Exhibition continues at Brownsville’s Rusteberg Art Gallery

Only have a minute? Listen instead
Getting your Trinity Audio player ready...

On Silence (Silenzio), an exhibition by UTRGV assistant professor Romeo DiLoreto and colleague Daniel Cosentino, continues through Oct. 30 at the Rusteberg Art Gallery on the adjacent Texas Southmost College campus.

The exhibit includes images DiLoreto took in color at the Sabal Palm Sanctuary with a large format camera but printed in black and white, and 3D models of hands and bones crafted from photographs by Cosentino and made on a 3D printer.

Together, they invite the viewer to consider what is seen and unseen, DiLoreto, an assistant professor of photography at the University of Texas Rio Grande Valley, said, using the gap between gusts of wind as an analogy to illustrate his point about silence, silenzio in Italian.

Visitors view the On Silence (Silenzio) exhibition by UTRGV assistant professor Romeo DiLoreto and colleague Daniel Cosentino. The exhibition will be on display through Oct. 30, 2024, at the Rusteberg Art Gallery in Brownsville. (Courtesy photo)

DiLoreto has been an assistant professor at UTRGV for three years. Cosentino was his student in Italy. The two reunited during the pandemic after DiLoreto had written recommendation letters for his former student to earn his master’s degree at the Rochester Institute of Technology in New York.

“He did extremely well at RIT. They offered him a position at their pilot school in Kosovo. Later he taught at Sussex Community College in Sussex, New Jersey, DiLoreto said during a conversation with The Brownsville Herald about the exhibit.

“He stopped doing that and now he’s an independent artist. While we were both in this limbo state, we would have telephone conversations. He was not married. He’s now married. My family is in Italy. I’m here by myself. At one point, I said Daniel, we need to start working on something.”

The two decided to do an exhibition together. In the process, DiLoreto did an artist in residency class at Sussex Community College and also a master class workshop.

“For two years I have been applying for him to come here. Finally, when all was resolved, they accepted for his coming here and we did this collaboration together,” DiLoreto said.

“For both me and Daniel, his is not a finished show. It is a portion of something that’s going to go further.”

Visitors view the On Silence (Silenzio) exhibition by UTRGV assistant professor Romeo DiLoreto and colleague Daniel Cosentino. The exhibition will be on display through Oct. 30, 2024, at the Rusteberg Art Gallery in Brownsville. (Courtesy photo)

DiLoreto conducts summer workshops and master classes in Italy during the summer. He said Brownsville has welcomed him with open arms and wants and looks forward to giving back to the community.
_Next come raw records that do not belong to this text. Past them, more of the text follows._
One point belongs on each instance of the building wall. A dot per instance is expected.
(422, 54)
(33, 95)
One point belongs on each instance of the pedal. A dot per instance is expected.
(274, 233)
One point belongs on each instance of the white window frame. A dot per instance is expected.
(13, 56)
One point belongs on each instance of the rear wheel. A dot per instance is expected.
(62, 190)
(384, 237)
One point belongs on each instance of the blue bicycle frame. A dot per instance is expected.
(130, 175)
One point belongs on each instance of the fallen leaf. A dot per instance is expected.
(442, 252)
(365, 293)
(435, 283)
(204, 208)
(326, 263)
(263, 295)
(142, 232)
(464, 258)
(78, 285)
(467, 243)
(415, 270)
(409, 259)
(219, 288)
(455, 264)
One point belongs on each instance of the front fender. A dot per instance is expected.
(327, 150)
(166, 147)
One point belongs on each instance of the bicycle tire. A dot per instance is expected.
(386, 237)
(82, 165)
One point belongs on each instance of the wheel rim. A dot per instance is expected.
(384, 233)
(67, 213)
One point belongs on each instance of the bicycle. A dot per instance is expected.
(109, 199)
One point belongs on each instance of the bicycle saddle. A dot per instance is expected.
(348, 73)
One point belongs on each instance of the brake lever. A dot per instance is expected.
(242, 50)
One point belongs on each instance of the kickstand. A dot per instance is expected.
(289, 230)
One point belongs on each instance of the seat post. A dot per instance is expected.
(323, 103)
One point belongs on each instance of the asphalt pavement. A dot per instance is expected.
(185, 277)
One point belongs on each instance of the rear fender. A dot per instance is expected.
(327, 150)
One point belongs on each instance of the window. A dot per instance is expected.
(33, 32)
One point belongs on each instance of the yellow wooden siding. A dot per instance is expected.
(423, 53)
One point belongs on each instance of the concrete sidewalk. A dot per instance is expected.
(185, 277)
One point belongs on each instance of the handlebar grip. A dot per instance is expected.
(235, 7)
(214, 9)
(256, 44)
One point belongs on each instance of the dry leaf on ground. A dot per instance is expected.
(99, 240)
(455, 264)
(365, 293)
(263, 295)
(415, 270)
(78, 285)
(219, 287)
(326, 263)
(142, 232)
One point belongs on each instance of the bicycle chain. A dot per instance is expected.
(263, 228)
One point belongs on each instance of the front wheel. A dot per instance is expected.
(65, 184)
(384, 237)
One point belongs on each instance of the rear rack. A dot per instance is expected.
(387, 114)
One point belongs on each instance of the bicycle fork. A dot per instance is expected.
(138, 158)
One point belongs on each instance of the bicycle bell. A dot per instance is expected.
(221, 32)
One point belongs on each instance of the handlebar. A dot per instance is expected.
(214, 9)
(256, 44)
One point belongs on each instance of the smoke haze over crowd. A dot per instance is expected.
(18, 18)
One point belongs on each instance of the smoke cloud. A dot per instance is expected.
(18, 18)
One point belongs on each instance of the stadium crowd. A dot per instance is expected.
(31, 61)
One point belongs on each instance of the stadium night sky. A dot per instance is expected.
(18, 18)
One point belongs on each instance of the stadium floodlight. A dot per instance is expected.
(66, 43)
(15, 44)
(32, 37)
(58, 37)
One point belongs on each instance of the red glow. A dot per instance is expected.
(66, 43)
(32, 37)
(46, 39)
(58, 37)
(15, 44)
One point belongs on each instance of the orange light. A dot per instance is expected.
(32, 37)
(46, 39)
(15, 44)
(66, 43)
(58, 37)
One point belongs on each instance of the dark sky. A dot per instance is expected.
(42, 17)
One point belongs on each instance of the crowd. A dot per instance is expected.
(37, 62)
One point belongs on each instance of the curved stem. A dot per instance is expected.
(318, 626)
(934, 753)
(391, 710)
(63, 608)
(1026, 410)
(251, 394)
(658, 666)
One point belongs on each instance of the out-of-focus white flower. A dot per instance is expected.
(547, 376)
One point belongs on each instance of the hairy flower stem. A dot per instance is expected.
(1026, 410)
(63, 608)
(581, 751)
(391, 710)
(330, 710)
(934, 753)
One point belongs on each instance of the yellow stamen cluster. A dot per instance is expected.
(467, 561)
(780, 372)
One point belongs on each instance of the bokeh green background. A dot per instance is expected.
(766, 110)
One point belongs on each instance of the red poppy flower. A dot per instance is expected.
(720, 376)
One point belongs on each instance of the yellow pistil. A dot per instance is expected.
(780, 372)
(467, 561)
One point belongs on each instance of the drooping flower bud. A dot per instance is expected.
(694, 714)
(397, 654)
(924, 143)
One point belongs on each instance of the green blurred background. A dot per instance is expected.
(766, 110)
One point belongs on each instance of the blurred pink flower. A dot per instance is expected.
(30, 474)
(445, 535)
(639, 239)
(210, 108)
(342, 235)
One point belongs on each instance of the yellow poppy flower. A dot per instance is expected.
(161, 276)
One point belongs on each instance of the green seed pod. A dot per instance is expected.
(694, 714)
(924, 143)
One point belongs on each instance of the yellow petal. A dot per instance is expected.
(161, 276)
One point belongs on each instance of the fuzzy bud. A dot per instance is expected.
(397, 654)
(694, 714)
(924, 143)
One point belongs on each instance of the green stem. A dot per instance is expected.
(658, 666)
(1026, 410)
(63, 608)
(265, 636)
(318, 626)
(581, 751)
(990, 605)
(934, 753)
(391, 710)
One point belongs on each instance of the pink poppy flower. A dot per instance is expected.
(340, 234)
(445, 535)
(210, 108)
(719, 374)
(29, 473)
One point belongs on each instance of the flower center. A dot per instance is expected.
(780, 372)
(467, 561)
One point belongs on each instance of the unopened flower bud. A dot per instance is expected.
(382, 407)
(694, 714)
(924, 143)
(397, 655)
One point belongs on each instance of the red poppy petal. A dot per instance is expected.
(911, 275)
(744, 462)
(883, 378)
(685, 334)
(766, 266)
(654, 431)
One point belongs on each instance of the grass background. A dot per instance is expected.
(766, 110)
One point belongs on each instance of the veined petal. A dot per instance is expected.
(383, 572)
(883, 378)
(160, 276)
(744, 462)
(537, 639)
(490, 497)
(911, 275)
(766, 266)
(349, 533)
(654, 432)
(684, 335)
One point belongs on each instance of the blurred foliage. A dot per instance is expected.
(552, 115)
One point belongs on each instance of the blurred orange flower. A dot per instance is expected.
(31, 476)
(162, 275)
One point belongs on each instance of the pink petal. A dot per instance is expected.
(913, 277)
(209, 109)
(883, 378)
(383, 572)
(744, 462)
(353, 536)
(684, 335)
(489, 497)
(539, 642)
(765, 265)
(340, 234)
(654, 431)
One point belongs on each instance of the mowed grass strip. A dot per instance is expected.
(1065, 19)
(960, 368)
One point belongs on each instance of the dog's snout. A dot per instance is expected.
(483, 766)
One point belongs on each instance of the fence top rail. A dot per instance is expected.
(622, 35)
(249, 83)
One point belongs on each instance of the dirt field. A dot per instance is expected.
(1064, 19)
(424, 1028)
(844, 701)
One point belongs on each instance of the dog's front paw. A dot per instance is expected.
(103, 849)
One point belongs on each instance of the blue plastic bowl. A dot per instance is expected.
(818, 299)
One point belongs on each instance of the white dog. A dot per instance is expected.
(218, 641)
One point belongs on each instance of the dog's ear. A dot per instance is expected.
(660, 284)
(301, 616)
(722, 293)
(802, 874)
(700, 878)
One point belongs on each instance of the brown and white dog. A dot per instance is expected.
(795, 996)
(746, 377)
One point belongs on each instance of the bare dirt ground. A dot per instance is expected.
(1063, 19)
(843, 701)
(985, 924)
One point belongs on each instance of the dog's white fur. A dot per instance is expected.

The exhibition comes as development of the new UTRGV-Brownsville School of Art and Design at the former Longoria Elementary School at 2400 E. Van Buren St. continues.

Brownsville ISD closed Longoria in 2019 due to declining enrollment. UTRGV leases Rusteberg Hall from Texas Southmost College and is investing at least $33.8 million in renovations, according to a news release from the university last spring when the acquisition of Longoria was announced.

DiLoreto teaches classes in photography, both analog and digital. He said he doesn’t have enough space at Rusteberg, where the Rusteberg Art Gallery is located. Art students have long criticized the facility as inadequate to their needs.

“If you came yesterday, you would have been shocked because my students are having their own show. They were actively putting their work in frames. I don’t have a classroom. My classroom is a dark room. I do have a digital classroom, which is in the Life Health Sciences Building building which is not too far from here,” he said.

“That’s my space, which is very difficult for me. My colleague and I are working very hard to make photography in the Valley grow, because photography is a subject that should be known by any arts student. … I always tell my students that we see before we learn to read or write. … A good photograph, you should be able to not only see it and observe it, you should be able to touch it. I really believe in using all our senses.”

Visitors view the On Silence (Silenzio) exhibition by UTRGV assistant professor Romeo DiLoreto and colleague Daniel Cosentino. The exhibition will be on display through Oct. 30, 2024, at the Rusteberg Art Gallery in Brownsville. (Courtesy photo)

DiLoreto, a dual Italian and Canadian citizen, received his bachelor’s of applied arts at Ryerson University in Toronto, Canada, specializing in sensitometry and photographic chemistry.

After graduating, he worked for Kodak Canada, where he was responsible for the technical division of the Kodachrome Processing Laboratories. He received his master’s of fine arts from the Savannah College of Art and Design in Savannah, Georgia.

He is an assistant professor, tenure track, at UTRGV.

Cosentino did a one-week residency at UTRGV as part of the exhibition. He earned his degree from Rutgers University.

The exhibition by DiLoreto’s film photography students, titled Silver Jell-O, takes place at The Comminos Center for the Arts, 214 N. A St., in Harlingen.